The author was responding to an article describing two case reports of subacute cutaneous lupus erythematosus and dermatomyositis following anti-PD‐1 therapy.
One patient showed resolution of their cutaneous symptoms after stopping the anti-PD-1 therapy and treatment with systemic and topical steroids, photoprotection and hydroxychloroquine. The other patient had a protracted course of a cutaneous eruption that eventually resolved with topical and systemic steroids and photoprotection.
The novel cutaneous autoimmune reaction associated with PD‐1 inhibition “highlights the role of the dermatologist in the correct diagnosis and management of the cutaneous eruption, an issue which is likely to be encountered with ever‐increasing frequency given the exponential rise in the use of immune checkpoint inhibitors,” the commentary said.
However there may also an upside to the development of cutaneous irAEs, it noted, with one study showing better progression free survival among patients with reaction compared to those without reactions.
Similarly, an Australian study of 82 melanoma patients treated with pembrolizumab or nivolumab has found an association between the development of at least one of three cutaneous irAEs and improved progression-free survival.
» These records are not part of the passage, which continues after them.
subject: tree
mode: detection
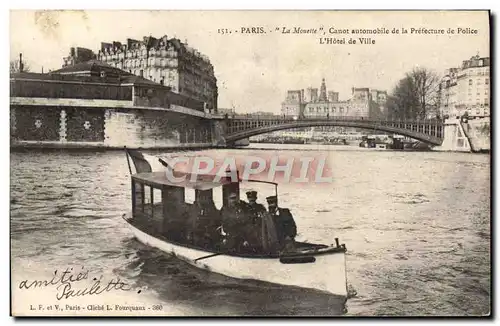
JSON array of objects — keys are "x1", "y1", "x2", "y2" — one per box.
[
  {"x1": 10, "y1": 60, "x2": 30, "y2": 74},
  {"x1": 388, "y1": 68, "x2": 439, "y2": 119}
]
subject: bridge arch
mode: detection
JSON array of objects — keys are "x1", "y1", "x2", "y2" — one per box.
[{"x1": 225, "y1": 120, "x2": 443, "y2": 145}]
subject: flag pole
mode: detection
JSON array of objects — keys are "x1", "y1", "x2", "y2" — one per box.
[{"x1": 123, "y1": 146, "x2": 132, "y2": 175}]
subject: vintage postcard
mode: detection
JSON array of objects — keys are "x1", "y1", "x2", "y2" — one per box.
[{"x1": 9, "y1": 10, "x2": 492, "y2": 317}]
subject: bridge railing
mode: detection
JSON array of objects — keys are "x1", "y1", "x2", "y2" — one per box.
[{"x1": 222, "y1": 113, "x2": 443, "y2": 124}]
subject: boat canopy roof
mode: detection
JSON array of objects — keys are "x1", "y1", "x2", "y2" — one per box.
[
  {"x1": 132, "y1": 172, "x2": 241, "y2": 190},
  {"x1": 132, "y1": 171, "x2": 278, "y2": 190}
]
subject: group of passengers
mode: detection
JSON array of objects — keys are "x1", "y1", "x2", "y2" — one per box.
[{"x1": 189, "y1": 191, "x2": 297, "y2": 254}]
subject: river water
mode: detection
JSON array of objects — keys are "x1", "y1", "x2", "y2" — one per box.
[{"x1": 10, "y1": 144, "x2": 491, "y2": 316}]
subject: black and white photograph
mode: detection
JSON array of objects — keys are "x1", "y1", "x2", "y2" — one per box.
[{"x1": 5, "y1": 9, "x2": 493, "y2": 318}]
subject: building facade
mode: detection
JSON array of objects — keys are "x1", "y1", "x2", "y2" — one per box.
[
  {"x1": 439, "y1": 55, "x2": 490, "y2": 117},
  {"x1": 281, "y1": 78, "x2": 387, "y2": 118},
  {"x1": 63, "y1": 36, "x2": 218, "y2": 112},
  {"x1": 10, "y1": 60, "x2": 215, "y2": 148}
]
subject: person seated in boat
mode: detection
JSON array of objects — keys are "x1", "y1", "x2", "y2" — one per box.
[
  {"x1": 266, "y1": 196, "x2": 297, "y2": 250},
  {"x1": 190, "y1": 192, "x2": 221, "y2": 248},
  {"x1": 221, "y1": 193, "x2": 251, "y2": 252}
]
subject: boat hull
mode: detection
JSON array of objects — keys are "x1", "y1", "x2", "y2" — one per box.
[{"x1": 125, "y1": 214, "x2": 347, "y2": 299}]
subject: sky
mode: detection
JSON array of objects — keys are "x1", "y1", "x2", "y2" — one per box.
[{"x1": 10, "y1": 10, "x2": 489, "y2": 113}]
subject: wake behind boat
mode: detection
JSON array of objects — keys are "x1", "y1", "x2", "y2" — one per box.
[{"x1": 123, "y1": 150, "x2": 347, "y2": 300}]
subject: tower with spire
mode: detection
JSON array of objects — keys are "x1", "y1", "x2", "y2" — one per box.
[{"x1": 319, "y1": 78, "x2": 328, "y2": 102}]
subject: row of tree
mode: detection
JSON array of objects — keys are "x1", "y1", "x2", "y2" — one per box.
[{"x1": 387, "y1": 68, "x2": 440, "y2": 119}]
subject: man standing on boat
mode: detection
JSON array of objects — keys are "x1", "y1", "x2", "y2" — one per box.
[
  {"x1": 221, "y1": 193, "x2": 251, "y2": 252},
  {"x1": 266, "y1": 196, "x2": 297, "y2": 250},
  {"x1": 246, "y1": 190, "x2": 267, "y2": 252},
  {"x1": 247, "y1": 190, "x2": 266, "y2": 224}
]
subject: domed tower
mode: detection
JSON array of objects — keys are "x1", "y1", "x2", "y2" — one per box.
[{"x1": 319, "y1": 78, "x2": 328, "y2": 102}]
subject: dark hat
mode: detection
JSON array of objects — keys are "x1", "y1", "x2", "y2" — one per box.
[
  {"x1": 266, "y1": 196, "x2": 278, "y2": 203},
  {"x1": 247, "y1": 190, "x2": 257, "y2": 198}
]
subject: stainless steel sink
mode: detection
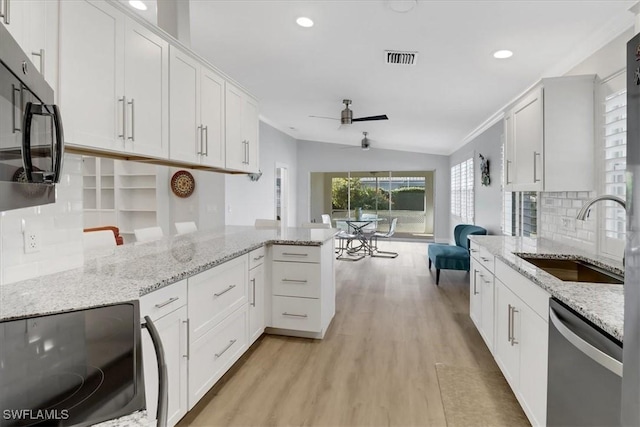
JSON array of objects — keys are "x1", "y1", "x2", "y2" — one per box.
[{"x1": 518, "y1": 254, "x2": 624, "y2": 285}]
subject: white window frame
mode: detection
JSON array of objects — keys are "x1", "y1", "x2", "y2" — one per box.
[{"x1": 450, "y1": 156, "x2": 475, "y2": 224}]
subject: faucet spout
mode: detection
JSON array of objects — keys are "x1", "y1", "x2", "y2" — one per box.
[{"x1": 576, "y1": 194, "x2": 627, "y2": 221}]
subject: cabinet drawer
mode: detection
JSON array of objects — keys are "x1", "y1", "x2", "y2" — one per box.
[
  {"x1": 188, "y1": 255, "x2": 249, "y2": 340},
  {"x1": 140, "y1": 280, "x2": 187, "y2": 320},
  {"x1": 271, "y1": 296, "x2": 322, "y2": 332},
  {"x1": 272, "y1": 245, "x2": 320, "y2": 263},
  {"x1": 249, "y1": 246, "x2": 264, "y2": 270},
  {"x1": 272, "y1": 261, "x2": 320, "y2": 298},
  {"x1": 189, "y1": 305, "x2": 248, "y2": 409}
]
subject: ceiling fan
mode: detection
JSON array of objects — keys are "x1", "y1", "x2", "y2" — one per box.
[{"x1": 309, "y1": 99, "x2": 389, "y2": 125}]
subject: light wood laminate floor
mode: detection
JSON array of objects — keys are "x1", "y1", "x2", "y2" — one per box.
[{"x1": 179, "y1": 241, "x2": 500, "y2": 427}]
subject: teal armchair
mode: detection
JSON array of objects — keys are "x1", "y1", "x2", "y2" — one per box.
[{"x1": 427, "y1": 224, "x2": 487, "y2": 285}]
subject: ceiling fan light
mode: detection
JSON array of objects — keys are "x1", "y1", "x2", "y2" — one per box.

Clinicians in the Department of Dermatology, Westmead Hospital, Sydney, found 42% of patients had at least one target skin reaction. One-third of individuals developed their skin reaction within six months.
The study found the risk of disease progression or death was lower for individuals who developed at least one cutaneous irAEs (HR 0.46).
The findings are published in the Journal of the American Academy of Dermatology.